Shamron había querido que abordaran a Rivlin con toda discreción. Por desgracia, alguien en el servicio encomendó la tarea a una pareja de novatos recién salidos de la academia, ambos con un marcado aspecto sefardí. Los agentes decidieron contactar con Rivlin cuando regresaba a pie desde Yad Vashem a su apartamento, cerca del mercado Yehuda. Rivlin, que se había criado en la zona de Bensonhurst, en Brooklyn, no había perdido el hábito de estar alerta en la calle, y no tardó en advertir que lo seguían dos hombres en un coche. Dio por hecho que debían ser asesinos de Hamás o una pareja de delincuentes. Cuando el coche aparcó en el bordillo y el hombre del asiento del pasajero le dirigió la palabra, Rivlin se apartó de un salto y echó a correr. Para sorpresa de todos, el regordete documentalista había demostrado ser una presa difícil y conseguido dar esquinazo a sus perseguidores durante varios minutos antes de que acabaran de arrinconarle otros dos agentes en la calle Ben Yehuda.

Llegó al piso franco en Lehel a última hora de la tarde, cargado con dos maletas llenas de expedientes y un enfado monumental por la manera en que lo habían citado.

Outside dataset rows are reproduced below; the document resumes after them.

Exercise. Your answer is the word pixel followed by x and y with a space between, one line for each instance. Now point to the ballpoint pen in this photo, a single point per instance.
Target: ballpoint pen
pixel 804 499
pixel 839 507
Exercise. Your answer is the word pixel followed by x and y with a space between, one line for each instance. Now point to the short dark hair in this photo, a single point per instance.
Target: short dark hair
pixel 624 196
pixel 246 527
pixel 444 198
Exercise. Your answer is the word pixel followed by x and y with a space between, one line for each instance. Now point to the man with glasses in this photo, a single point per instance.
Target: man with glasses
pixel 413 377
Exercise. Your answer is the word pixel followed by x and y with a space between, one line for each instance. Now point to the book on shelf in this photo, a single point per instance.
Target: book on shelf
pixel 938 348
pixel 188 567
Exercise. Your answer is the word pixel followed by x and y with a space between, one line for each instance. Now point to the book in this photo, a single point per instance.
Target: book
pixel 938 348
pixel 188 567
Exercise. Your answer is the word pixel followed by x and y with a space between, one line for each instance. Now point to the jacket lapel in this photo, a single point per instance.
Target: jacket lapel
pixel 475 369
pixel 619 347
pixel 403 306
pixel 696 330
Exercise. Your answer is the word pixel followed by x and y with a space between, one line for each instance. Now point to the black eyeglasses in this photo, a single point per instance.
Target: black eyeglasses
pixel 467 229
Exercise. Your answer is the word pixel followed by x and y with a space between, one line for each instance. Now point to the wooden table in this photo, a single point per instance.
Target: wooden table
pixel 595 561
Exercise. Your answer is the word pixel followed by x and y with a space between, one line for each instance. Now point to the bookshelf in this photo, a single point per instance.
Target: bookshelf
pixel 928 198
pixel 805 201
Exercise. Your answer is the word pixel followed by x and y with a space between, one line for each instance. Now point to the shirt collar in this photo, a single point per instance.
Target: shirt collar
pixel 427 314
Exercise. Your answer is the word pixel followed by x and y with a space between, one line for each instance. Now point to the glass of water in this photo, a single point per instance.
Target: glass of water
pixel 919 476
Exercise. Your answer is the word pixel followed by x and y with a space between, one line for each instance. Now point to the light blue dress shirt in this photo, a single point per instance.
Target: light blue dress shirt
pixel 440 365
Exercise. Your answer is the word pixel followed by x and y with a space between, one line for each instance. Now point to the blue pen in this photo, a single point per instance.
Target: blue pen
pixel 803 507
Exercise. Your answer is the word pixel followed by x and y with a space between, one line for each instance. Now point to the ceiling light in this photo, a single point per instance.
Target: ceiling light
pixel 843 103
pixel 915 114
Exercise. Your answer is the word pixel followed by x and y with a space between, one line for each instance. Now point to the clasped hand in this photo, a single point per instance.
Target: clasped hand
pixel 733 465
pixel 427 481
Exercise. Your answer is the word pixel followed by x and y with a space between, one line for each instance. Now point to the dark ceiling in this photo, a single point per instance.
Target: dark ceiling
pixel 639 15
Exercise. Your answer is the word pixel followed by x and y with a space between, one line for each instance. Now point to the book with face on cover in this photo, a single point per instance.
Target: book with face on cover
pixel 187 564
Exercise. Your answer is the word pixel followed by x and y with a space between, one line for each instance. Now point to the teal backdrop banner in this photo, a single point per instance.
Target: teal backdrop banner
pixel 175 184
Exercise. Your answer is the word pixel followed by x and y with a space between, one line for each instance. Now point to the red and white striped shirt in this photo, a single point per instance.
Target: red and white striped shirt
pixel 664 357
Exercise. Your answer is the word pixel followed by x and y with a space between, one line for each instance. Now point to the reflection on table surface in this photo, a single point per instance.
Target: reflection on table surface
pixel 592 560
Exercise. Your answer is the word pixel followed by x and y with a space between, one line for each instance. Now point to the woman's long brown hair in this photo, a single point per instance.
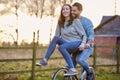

– ¿Cómo esperáis echarle el guante a un hombre como Erich Radek si no sois capaces de pillar a un archivero gordo? -le dijo a Gabriel mientras lo llevaba hacia el dormitorio, donde estarían solos-. Tenemos mucho que hacer y muy poco tiempo.

Adrian Carter llegó a Munich al séptimo día. Era miércoles. Se presentó en el piso franco a última hora de la tarde, prácticamente de noche. El pasaporte que llevaba en el bolsillo de su abrigo Burberry todavía era el de Brad Cantwell. Gabriel y Shamron regresaban en aquel mismo momento de su paseo por los Jardines Ingleses, abrigados hasta las orejas. Gabriel había enviado a los miembros del equipo a sus puestos definitivos, así que en el piso no quedaba nadie del servicio. Sólo estaba Rivlin. Recibió al director delegado de la CIA con los faldones de la camisa al aire, descalzo, y se presentó como Yaacov. El archivero se había adaptado perfectamente a la disciplina de la operación.

Gabriel preparó té. Carter se desabrochó el abrigo e inspeccionó el apartamento. Se estuvo mucho tiempo delante de los mapas. Carter creía en los mapas. Nunca mentían. Los mapas nunca te decían aquello que querías escuchar.